Norwood Building
a.k.a. Norwood Tower
114 W. 7th St., Austin, TXThe Norwood Building, designed by the noted Texas architectural firm of Giesecke & Harris and constructed in 1929, is the only Gothic Revival- or Commercial Gothic-styled tall building in the city of Austin. It is located adjacent to the Congress Avenue Historic District and has been designated a Recorded Texas Historic Landmark (RTHL) by the Texas Historical Commission, and it is also a City of Austin Historic Landmark. The sixteen-story Norwood Building is ornamented with typical Gothic trefoils, gargoyles, and arches, but other ornamentation includes references to the professions of the building's tenants, including the practices of law and medicine. The two-story, cruciform-plan penthouse, is a single residence that opens to a roof garden. Although late twentieth- and early twenty-first-century development now dominates the city's skyline, and the building is no longer the tallest in Austin, it appears much as it did upon its completion, and it is still serves a variety of professional tenants. The Norwood Building is therefore nominated to the National Register of Historic Places, at the local level of significance, under Criterion C for Architecture.
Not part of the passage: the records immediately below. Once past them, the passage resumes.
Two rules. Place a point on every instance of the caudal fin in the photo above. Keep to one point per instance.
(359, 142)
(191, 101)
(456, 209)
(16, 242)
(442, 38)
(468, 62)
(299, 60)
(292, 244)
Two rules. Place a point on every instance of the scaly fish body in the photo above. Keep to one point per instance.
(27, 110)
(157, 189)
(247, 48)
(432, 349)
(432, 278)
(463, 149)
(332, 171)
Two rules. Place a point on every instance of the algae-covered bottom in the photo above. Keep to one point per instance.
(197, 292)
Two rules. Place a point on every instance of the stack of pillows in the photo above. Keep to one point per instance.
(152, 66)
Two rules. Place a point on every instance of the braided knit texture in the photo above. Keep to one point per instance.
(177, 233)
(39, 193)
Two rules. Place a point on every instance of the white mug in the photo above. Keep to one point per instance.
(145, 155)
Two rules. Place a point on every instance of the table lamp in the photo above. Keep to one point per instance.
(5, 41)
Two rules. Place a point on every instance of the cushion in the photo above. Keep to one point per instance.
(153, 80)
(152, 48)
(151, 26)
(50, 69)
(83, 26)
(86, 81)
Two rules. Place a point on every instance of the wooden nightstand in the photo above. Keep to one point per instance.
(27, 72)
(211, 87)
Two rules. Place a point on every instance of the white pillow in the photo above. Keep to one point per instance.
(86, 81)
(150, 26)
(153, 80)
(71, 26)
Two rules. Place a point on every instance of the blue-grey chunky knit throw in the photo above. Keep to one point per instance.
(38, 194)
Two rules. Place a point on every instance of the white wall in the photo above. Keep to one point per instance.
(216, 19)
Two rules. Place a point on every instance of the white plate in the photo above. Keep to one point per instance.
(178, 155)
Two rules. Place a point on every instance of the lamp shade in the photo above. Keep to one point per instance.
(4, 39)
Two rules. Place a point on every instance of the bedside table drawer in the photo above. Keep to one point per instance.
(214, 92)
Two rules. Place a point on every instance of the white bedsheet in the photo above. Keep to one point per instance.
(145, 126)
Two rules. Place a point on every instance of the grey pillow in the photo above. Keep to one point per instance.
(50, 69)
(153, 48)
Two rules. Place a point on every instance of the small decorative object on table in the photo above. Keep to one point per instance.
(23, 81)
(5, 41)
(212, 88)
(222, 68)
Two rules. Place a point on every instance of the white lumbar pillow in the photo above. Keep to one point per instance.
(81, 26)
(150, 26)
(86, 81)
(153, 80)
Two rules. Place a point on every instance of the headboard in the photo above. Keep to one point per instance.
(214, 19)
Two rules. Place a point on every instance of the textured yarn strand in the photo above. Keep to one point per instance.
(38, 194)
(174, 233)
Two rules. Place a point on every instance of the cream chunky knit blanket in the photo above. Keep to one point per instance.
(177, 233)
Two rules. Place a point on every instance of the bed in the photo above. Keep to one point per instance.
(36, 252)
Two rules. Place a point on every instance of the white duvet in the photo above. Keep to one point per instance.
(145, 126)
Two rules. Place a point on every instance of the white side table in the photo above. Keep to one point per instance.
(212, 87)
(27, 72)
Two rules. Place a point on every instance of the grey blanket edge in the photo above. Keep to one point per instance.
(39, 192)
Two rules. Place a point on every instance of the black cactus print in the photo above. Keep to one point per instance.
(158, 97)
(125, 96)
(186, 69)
Local significance of the building:Listed in National Register of Historic Places in 2011.
The National Register of Historic Places is the official list of the Nation’s historic places worthy of preservation. Authorized by the National Historic Preservation Act of 1966, the National Park Service’s National Register of Historic Places is part of a national program to coordinate and support public and private efforts to identify, evaluate, and protect America’s historic and archeological resources.